Reconstructing NCBI SRA plasmids for global analysis of antimicrobial resistance genes
Summary
Antimicrobial resistance (AMR) is a critical global health threat, driven by bacteria evolving to withstand existing treatments. Addressing AMR requires understanding the spread of antimicrobial resistance genes (ARGs) through extensive public microbial sequencing data. However, metadata inconsistencies in public databases such as the NCBI Sequence Read Archive (SRA) hinder this process.
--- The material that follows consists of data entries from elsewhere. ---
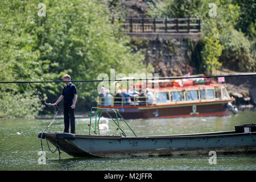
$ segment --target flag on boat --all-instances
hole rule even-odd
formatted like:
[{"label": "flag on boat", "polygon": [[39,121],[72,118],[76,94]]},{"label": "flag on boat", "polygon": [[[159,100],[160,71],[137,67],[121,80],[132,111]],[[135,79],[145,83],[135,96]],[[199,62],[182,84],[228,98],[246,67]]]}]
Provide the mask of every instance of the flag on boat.
[{"label": "flag on boat", "polygon": [[204,82],[204,78],[196,78],[197,83],[203,83]]},{"label": "flag on boat", "polygon": [[218,83],[223,83],[225,82],[225,77],[218,77]]}]

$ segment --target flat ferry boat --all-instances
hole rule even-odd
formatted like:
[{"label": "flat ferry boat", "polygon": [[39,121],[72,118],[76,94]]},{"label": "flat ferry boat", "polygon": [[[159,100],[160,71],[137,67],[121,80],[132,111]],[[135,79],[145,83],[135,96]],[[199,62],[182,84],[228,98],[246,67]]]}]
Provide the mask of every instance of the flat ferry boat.
[{"label": "flat ferry boat", "polygon": [[[188,77],[157,82],[158,86],[156,80],[147,82],[144,93],[139,84],[133,86],[134,90],[132,88],[110,96],[110,100],[98,96],[97,106],[115,109],[126,119],[209,117],[228,115],[235,101],[229,96],[225,84],[212,78]],[[127,97],[129,93],[131,94]]]},{"label": "flat ferry boat", "polygon": [[[95,118],[92,127],[92,111],[100,112]],[[117,126],[119,135],[100,135],[99,121],[102,114],[115,113],[110,115]],[[127,136],[121,127],[118,115],[127,125],[134,136]],[[214,151],[218,154],[255,154],[256,125],[238,125],[233,131],[189,134],[137,136],[116,109],[92,107],[90,117],[89,134],[79,135],[71,133],[40,133],[38,137],[49,140],[61,150],[74,157],[118,158],[133,156],[157,156],[175,155],[208,155]],[[93,134],[90,134],[93,130]],[[125,130],[127,131],[127,130]],[[43,150],[43,145],[41,144]]]}]

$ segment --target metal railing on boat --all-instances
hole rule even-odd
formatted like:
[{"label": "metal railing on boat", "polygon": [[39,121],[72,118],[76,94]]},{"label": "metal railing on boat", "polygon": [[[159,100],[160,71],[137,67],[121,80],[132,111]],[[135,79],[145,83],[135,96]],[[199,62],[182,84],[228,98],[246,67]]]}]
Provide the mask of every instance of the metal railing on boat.
[{"label": "metal railing on boat", "polygon": [[[119,112],[115,109],[110,109],[110,108],[100,108],[100,107],[92,107],[90,109],[90,124],[88,125],[88,126],[89,126],[89,135],[90,135],[90,129],[92,128],[92,111],[93,110],[96,109],[96,111],[95,112],[96,115],[95,115],[95,125],[94,125],[94,129],[93,130],[94,133],[95,134],[97,134],[97,127],[98,127],[98,135],[100,135],[100,127],[99,127],[99,122],[100,122],[100,119],[101,117],[101,116],[102,115],[102,113],[104,112],[105,112],[105,113],[106,113],[110,119],[112,119],[112,120],[114,122],[114,123],[118,127],[118,129],[119,130],[119,134],[120,136],[122,136],[122,134],[123,134],[123,135],[124,136],[126,136],[126,135],[125,134],[125,132],[122,130],[122,129],[120,127],[120,125],[119,125],[119,122],[118,120],[118,116],[119,116],[121,117],[121,118],[125,122],[125,123],[126,124],[126,125],[128,126],[128,127],[130,129],[130,130],[131,130],[131,131],[133,132],[133,133],[134,134],[134,135],[135,136],[137,136],[135,134],[135,133],[134,133],[134,131],[131,129],[131,128],[130,127],[129,125],[128,125],[128,123],[126,122],[126,121],[125,121],[125,119],[123,119],[123,117],[120,114],[120,113],[119,113]],[[100,115],[98,117],[98,119],[97,119],[97,115],[98,114],[98,112],[101,110]],[[108,111],[112,111],[114,113],[114,115],[116,117],[116,121],[114,121],[114,118],[111,116],[110,114],[109,114],[109,113],[108,112]]]}]

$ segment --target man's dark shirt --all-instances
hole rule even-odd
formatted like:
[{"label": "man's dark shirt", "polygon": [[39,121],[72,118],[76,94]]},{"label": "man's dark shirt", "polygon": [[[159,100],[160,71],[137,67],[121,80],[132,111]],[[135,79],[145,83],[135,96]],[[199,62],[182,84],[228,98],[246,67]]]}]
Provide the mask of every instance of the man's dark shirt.
[{"label": "man's dark shirt", "polygon": [[64,107],[71,107],[73,105],[74,94],[77,94],[76,86],[72,83],[71,83],[68,86],[66,85],[64,87],[62,95],[64,96]]}]

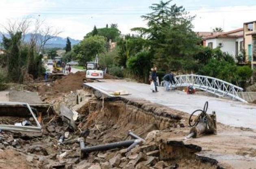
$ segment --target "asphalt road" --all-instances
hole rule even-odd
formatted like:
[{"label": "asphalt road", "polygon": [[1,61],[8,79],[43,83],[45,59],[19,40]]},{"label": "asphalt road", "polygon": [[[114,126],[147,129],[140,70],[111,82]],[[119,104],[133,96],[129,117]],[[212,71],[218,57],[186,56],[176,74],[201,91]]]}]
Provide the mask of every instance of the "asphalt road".
[{"label": "asphalt road", "polygon": [[[52,65],[50,64],[49,65],[47,65],[47,64],[45,64],[45,66],[50,70],[50,72],[52,72]],[[82,71],[80,69],[78,69],[77,68],[74,68],[74,67],[72,67],[72,66],[71,66],[71,73],[75,73],[76,72],[78,72],[78,71],[82,72],[82,71]]]},{"label": "asphalt road", "polygon": [[215,111],[218,122],[233,126],[256,129],[255,105],[197,94],[187,95],[184,92],[176,90],[167,92],[163,87],[158,88],[159,92],[152,93],[149,85],[122,80],[104,81],[105,82],[84,85],[108,93],[125,91],[131,94],[122,97],[147,100],[190,114],[197,109],[202,109],[205,102],[208,101],[207,113]]}]

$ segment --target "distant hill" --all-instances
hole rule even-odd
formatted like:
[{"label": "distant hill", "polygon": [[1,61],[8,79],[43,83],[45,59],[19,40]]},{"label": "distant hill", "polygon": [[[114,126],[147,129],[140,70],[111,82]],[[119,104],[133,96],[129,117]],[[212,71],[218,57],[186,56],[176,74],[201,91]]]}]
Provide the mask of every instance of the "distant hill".
[{"label": "distant hill", "polygon": [[[7,37],[8,37],[9,35],[5,35]],[[30,39],[31,34],[28,34],[25,35],[25,41],[28,41]],[[39,36],[41,36],[39,35]],[[70,41],[71,45],[76,45],[80,42],[80,40],[76,40],[72,39],[69,37],[68,38]],[[46,45],[45,47],[46,48],[63,48],[66,46],[66,42],[67,41],[67,38],[62,38],[60,36],[55,36],[54,38],[49,40],[47,41],[47,44]],[[0,35],[0,43],[2,42],[2,36]]]}]

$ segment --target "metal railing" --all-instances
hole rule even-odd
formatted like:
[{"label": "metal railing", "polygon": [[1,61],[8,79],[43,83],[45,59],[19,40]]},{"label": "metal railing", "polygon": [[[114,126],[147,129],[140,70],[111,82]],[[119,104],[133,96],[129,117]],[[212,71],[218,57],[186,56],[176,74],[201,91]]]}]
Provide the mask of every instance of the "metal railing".
[{"label": "metal railing", "polygon": [[240,96],[241,93],[243,93],[243,89],[242,88],[218,79],[193,74],[177,75],[175,77],[174,79],[176,83],[175,85],[170,84],[170,88],[187,87],[192,85],[194,88],[219,96],[230,97],[233,100],[247,103]]}]

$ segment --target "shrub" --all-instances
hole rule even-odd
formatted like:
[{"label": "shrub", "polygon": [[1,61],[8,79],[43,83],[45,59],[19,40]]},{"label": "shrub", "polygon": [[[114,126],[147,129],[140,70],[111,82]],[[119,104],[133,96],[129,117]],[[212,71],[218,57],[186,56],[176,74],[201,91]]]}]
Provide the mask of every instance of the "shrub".
[{"label": "shrub", "polygon": [[118,77],[124,77],[124,73],[122,68],[119,66],[113,66],[108,69],[108,73]]},{"label": "shrub", "polygon": [[0,68],[0,91],[4,90],[7,88],[6,82],[7,81],[6,72],[2,68]]}]

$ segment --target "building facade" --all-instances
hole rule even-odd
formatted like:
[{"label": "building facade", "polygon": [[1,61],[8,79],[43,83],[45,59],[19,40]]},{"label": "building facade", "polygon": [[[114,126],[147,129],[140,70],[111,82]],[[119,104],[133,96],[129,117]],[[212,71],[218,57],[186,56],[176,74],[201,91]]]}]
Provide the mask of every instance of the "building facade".
[{"label": "building facade", "polygon": [[204,38],[205,46],[211,49],[220,47],[225,53],[234,58],[242,55],[243,49],[243,29],[236,29],[225,32],[219,32]]},{"label": "building facade", "polygon": [[256,21],[243,24],[244,49],[246,60],[256,68]]}]

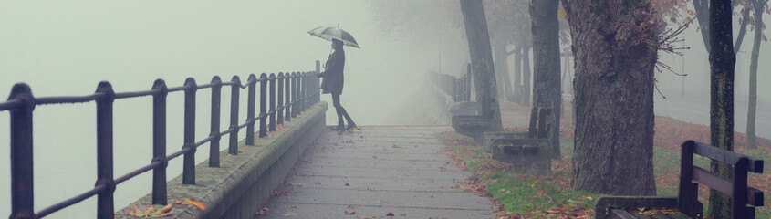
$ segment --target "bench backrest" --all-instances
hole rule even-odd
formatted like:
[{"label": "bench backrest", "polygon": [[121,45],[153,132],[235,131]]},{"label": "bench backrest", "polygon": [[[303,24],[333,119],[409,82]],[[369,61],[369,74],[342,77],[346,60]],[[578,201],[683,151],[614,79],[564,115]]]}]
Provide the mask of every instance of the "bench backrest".
[{"label": "bench backrest", "polygon": [[527,137],[545,139],[548,137],[551,124],[547,124],[547,117],[551,114],[551,108],[534,107],[530,110],[530,129]]},{"label": "bench backrest", "polygon": [[[732,179],[725,179],[717,173],[693,166],[693,154],[699,154],[718,161],[734,169]],[[681,146],[680,188],[678,207],[688,215],[694,215],[696,205],[701,204],[698,197],[698,184],[706,185],[731,196],[731,218],[755,218],[755,207],[763,206],[763,192],[747,186],[747,172],[763,173],[763,160],[757,160],[712,145],[686,141]],[[751,206],[747,206],[747,205]]]}]

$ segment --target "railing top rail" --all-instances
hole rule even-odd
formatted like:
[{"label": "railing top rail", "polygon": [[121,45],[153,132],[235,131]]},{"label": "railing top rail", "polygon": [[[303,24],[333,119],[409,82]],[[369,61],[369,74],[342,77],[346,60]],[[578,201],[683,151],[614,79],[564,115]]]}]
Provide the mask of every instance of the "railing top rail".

Because of the variable quality of the metadata, the data itself is difficult to find and reuse. We developed SRA-Data-Collector, a Snakemake pipeline that streamlines the search and retrieval of NCBI SRA data using taxon IDs, run-accessions, and study-accessions. This tool simplifies finding samples, collects, cleans, formats metadata, and supports parallel sample downloads. We also adapted a reference-free plasmid reconstruction pipeline for use with the collected Illumina short-read data. To demonstrate the tool’s utility, we downloaded samples of Shigella flexneri and Enterobacter cloacae with it. We then reconstructed plasmids with the plasmid reconstruction pipeline, and clustered the plasmids with mge-cluster. Preliminary analyses where we annotated the clusters with the metadata from SRA-Data-Collector showed that plasmid clusters were not influenced by geolocation, source, or collection year. While we have demonstrated how SRA-Data-Collector and automated plasmid reconstruction enable bulk analysis of public sequencing data. It is important to stress that thorough curating and analysis of mge-clusters is needed, and that only annotating clusters with metadata is not sufficient. To conclude, our integrated approach using SRA-Data-Collector and associated tools facilitate ARG analysis with public data, supporting global-scale AMR research.